Solved Invalid partition table error

Hi all,

It seems that I've successfully managed to mess up the startup process of my system. I'm in no way an expert on FreeBSD (just a regular user of it for the past 20 years or so, but was not too adventurous), so please bear with me if I'm using some technical terms incorrectly.

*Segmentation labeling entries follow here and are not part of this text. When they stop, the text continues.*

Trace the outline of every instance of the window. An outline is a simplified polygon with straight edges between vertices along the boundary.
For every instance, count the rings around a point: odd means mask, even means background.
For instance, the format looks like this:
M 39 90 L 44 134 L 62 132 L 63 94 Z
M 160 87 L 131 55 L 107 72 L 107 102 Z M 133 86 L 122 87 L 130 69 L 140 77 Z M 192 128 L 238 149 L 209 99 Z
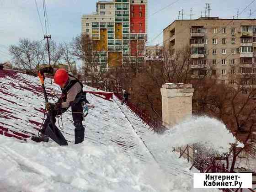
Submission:
M 231 28 L 231 33 L 234 34 L 235 32 L 235 28 Z
M 242 26 L 242 31 L 243 32 L 252 32 L 252 26 Z
M 241 53 L 252 53 L 253 48 L 252 46 L 242 46 Z
M 235 59 L 230 59 L 230 64 L 235 64 Z
M 231 38 L 231 44 L 235 43 L 235 38 Z

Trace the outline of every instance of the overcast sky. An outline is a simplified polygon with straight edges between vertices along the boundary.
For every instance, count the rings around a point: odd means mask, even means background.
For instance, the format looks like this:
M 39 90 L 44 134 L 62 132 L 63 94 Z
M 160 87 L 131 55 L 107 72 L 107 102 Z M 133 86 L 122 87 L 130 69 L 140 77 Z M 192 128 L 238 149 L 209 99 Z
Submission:
M 42 0 L 36 0 L 42 22 L 44 21 Z M 81 17 L 95 11 L 96 0 L 45 0 L 53 40 L 69 42 L 81 32 Z M 166 7 L 172 3 L 176 1 Z M 248 18 L 249 10 L 256 17 L 256 0 L 240 16 Z M 148 45 L 163 42 L 163 29 L 178 18 L 179 11 L 184 10 L 183 19 L 192 18 L 204 11 L 205 3 L 211 4 L 211 16 L 232 18 L 237 8 L 241 11 L 253 0 L 148 0 Z M 160 10 L 160 11 L 159 11 Z M 45 27 L 44 27 L 45 28 Z M 45 29 L 44 29 L 45 30 Z M 45 33 L 45 32 L 44 32 Z M 35 0 L 0 0 L 0 63 L 10 59 L 8 47 L 16 43 L 19 38 L 41 40 L 43 32 L 37 11 Z M 154 41 L 152 41 L 154 39 Z

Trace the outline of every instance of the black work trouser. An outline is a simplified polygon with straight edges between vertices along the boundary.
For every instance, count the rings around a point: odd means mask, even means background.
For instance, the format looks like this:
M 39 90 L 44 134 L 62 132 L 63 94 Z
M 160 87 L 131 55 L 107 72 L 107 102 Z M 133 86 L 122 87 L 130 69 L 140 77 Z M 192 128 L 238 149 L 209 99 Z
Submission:
M 53 123 L 55 124 L 56 120 L 56 116 L 60 115 L 64 113 L 69 108 L 63 108 L 59 111 L 54 111 L 53 113 Z M 78 102 L 77 103 L 74 104 L 71 106 L 72 112 L 72 117 L 74 121 L 75 129 L 75 143 L 77 144 L 82 143 L 85 138 L 85 128 L 83 126 L 83 106 L 82 102 Z M 42 130 L 41 132 L 44 133 L 45 129 L 48 124 L 51 123 L 50 117 L 49 113 L 47 114 L 47 117 L 43 123 Z

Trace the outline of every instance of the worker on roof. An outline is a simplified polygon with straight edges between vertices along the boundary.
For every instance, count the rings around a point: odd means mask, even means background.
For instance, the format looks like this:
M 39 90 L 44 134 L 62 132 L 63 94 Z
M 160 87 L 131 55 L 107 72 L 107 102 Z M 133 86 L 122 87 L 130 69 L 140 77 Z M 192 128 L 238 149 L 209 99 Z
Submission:
M 86 100 L 85 93 L 83 91 L 83 84 L 64 69 L 46 67 L 40 69 L 39 72 L 42 75 L 44 73 L 54 75 L 54 83 L 61 88 L 62 95 L 59 101 L 55 104 L 46 103 L 46 109 L 48 111 L 52 110 L 53 114 L 54 123 L 56 121 L 56 116 L 65 112 L 71 107 L 75 127 L 75 143 L 77 144 L 82 143 L 85 137 L 85 128 L 82 124 L 83 103 L 84 101 L 88 102 Z M 48 124 L 50 123 L 50 118 L 48 114 L 43 128 L 39 131 L 39 136 L 41 137 L 48 136 L 45 134 L 45 130 Z

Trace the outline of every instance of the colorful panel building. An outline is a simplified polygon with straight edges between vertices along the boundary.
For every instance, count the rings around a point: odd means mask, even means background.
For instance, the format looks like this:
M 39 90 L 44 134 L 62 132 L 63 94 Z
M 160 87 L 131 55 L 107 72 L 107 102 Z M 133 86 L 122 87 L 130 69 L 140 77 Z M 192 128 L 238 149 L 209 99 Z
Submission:
M 91 37 L 101 66 L 125 66 L 144 61 L 147 18 L 147 0 L 99 1 L 96 13 L 82 16 L 82 33 Z

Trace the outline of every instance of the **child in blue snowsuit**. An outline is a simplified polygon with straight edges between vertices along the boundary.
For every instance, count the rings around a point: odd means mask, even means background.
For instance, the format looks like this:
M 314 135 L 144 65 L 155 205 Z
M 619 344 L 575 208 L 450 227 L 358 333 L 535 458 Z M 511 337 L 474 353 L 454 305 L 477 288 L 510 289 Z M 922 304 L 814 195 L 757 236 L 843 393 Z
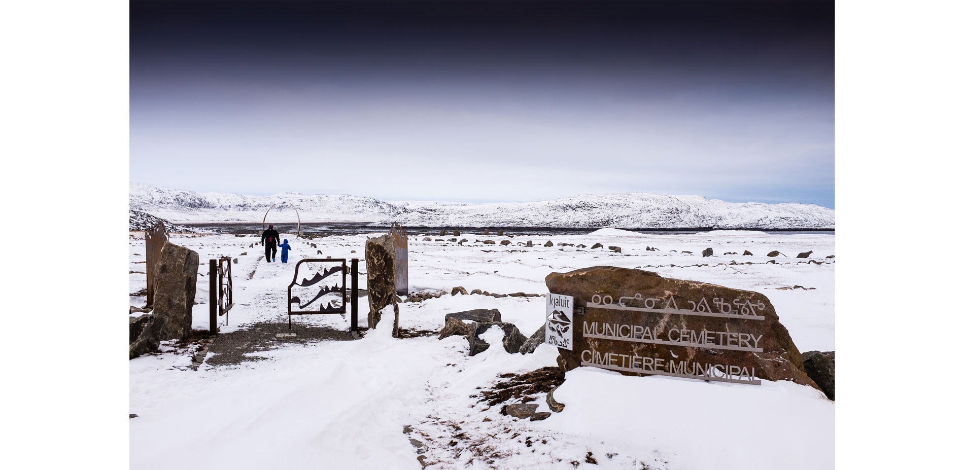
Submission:
M 288 245 L 288 239 L 284 239 L 284 243 L 278 246 L 281 248 L 281 263 L 288 262 L 288 250 L 291 249 L 291 246 Z

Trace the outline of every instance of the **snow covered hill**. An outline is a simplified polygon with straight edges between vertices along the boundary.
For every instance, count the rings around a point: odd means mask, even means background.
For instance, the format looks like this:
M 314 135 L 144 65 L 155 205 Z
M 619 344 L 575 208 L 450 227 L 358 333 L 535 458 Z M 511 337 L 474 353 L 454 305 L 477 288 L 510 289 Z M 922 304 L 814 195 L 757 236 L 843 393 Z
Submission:
M 469 204 L 385 202 L 355 196 L 281 193 L 249 196 L 130 184 L 130 209 L 174 222 L 261 222 L 272 204 L 275 222 L 356 222 L 426 226 L 623 228 L 834 228 L 834 210 L 815 204 L 725 202 L 698 196 L 649 193 L 585 195 L 537 202 Z M 298 214 L 291 207 L 297 207 Z

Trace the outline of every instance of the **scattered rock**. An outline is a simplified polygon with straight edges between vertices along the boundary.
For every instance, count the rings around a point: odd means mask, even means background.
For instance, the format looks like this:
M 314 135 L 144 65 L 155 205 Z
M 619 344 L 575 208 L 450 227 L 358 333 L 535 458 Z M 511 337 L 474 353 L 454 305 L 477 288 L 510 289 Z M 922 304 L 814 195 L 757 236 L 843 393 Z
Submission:
M 526 338 L 522 336 L 522 333 L 519 332 L 519 328 L 515 325 L 501 322 L 478 322 L 475 324 L 475 329 L 472 333 L 468 335 L 469 355 L 475 355 L 489 349 L 489 343 L 479 338 L 479 335 L 488 331 L 492 326 L 500 327 L 505 333 L 502 337 L 502 347 L 505 348 L 507 352 L 512 354 L 519 352 L 519 349 L 522 347 L 522 343 L 525 342 Z
M 476 308 L 474 310 L 467 310 L 465 312 L 455 312 L 455 313 L 445 314 L 446 322 L 450 318 L 462 321 L 470 321 L 470 322 L 498 323 L 502 321 L 502 314 L 498 312 L 497 308 L 492 308 L 492 309 Z
M 161 329 L 164 318 L 141 315 L 130 319 L 130 344 L 128 360 L 147 352 L 157 352 L 161 345 Z
M 549 409 L 552 410 L 553 412 L 558 413 L 559 411 L 562 411 L 562 408 L 566 407 L 566 405 L 565 404 L 560 404 L 559 402 L 555 401 L 555 398 L 552 397 L 552 392 L 554 392 L 554 391 L 555 391 L 555 387 L 552 387 L 549 391 L 549 393 L 546 394 L 546 405 L 549 405 Z
M 808 351 L 803 353 L 803 367 L 807 375 L 819 385 L 820 390 L 830 400 L 834 400 L 834 356 L 835 352 L 820 352 Z
M 525 419 L 536 414 L 536 409 L 539 409 L 538 404 L 512 404 L 502 406 L 502 414 Z
M 439 331 L 439 339 L 449 336 L 468 336 L 472 334 L 474 326 L 457 318 L 445 319 L 445 326 Z
M 164 244 L 154 267 L 153 315 L 164 319 L 160 339 L 191 334 L 191 313 L 198 288 L 198 252 L 171 242 Z
M 536 351 L 539 345 L 546 342 L 546 326 L 539 326 L 532 335 L 522 343 L 522 347 L 519 349 L 519 352 L 523 354 L 528 354 Z

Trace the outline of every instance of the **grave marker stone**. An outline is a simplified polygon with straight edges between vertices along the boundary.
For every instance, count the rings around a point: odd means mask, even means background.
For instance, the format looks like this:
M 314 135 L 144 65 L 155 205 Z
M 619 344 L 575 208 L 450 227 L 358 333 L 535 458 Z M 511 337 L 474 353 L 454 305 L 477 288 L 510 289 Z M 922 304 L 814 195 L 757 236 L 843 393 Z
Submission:
M 144 234 L 145 258 L 147 272 L 147 305 L 154 304 L 154 268 L 161 260 L 161 248 L 168 242 L 168 235 L 164 230 L 164 223 L 158 222 Z

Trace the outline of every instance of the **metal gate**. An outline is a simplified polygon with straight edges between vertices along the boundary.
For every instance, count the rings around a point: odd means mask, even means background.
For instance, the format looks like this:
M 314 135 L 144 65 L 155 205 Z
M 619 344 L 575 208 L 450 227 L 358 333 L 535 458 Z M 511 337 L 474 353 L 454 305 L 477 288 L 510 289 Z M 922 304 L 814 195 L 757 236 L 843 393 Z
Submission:
M 218 260 L 218 316 L 225 316 L 225 325 L 228 325 L 228 311 L 234 306 L 231 261 L 230 256 L 222 256 Z
M 351 303 L 351 331 L 358 331 L 359 260 L 352 258 L 351 270 L 348 269 L 347 261 L 345 258 L 307 258 L 295 264 L 295 275 L 288 284 L 288 329 L 291 328 L 292 315 L 344 315 L 347 313 L 347 304 Z M 327 267 L 332 264 L 336 265 Z M 339 273 L 340 276 L 337 275 Z M 350 300 L 345 299 L 346 277 L 349 273 L 352 274 Z M 340 286 L 337 283 L 338 277 L 341 277 Z M 293 288 L 296 289 L 295 296 L 292 296 Z

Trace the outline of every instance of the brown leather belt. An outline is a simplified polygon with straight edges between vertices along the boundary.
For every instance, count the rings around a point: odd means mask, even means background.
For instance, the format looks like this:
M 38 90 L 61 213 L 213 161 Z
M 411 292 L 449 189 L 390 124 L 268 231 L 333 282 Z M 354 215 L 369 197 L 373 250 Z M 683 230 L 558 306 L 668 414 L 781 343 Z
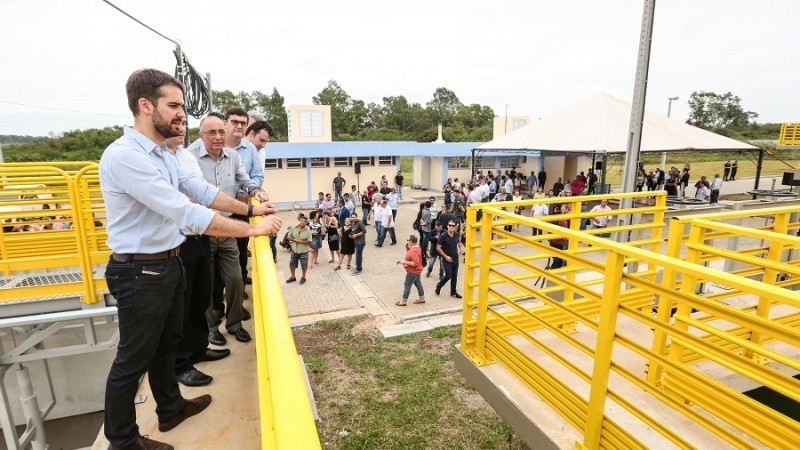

The chronology of events (some of them maybe irrelevant, but for the sake of providing the whole picture I'll just write what I remember) is as follows: I was running 12.2-RELEASE and decided to upgrade to 13.0-RELEASE. Tried to accomplish that through a binary update, but that didn't work. I then downloaded the source tree and rebuilt / reinstalled the world / kernel. That went fine and I was able to boot into 13.0-RELEASE.

The next step for adventurous me was to upgrade ZFS to the latest version (5000). After upgrading the pools I shut down the system. I guess in this step something went wrong or I overlooked a step because after that I couldn't boot into the system. The only thing I could see is the boot prompt with a single strange character right after it (kind of smiley, don't have a screenshot of that unfortunately).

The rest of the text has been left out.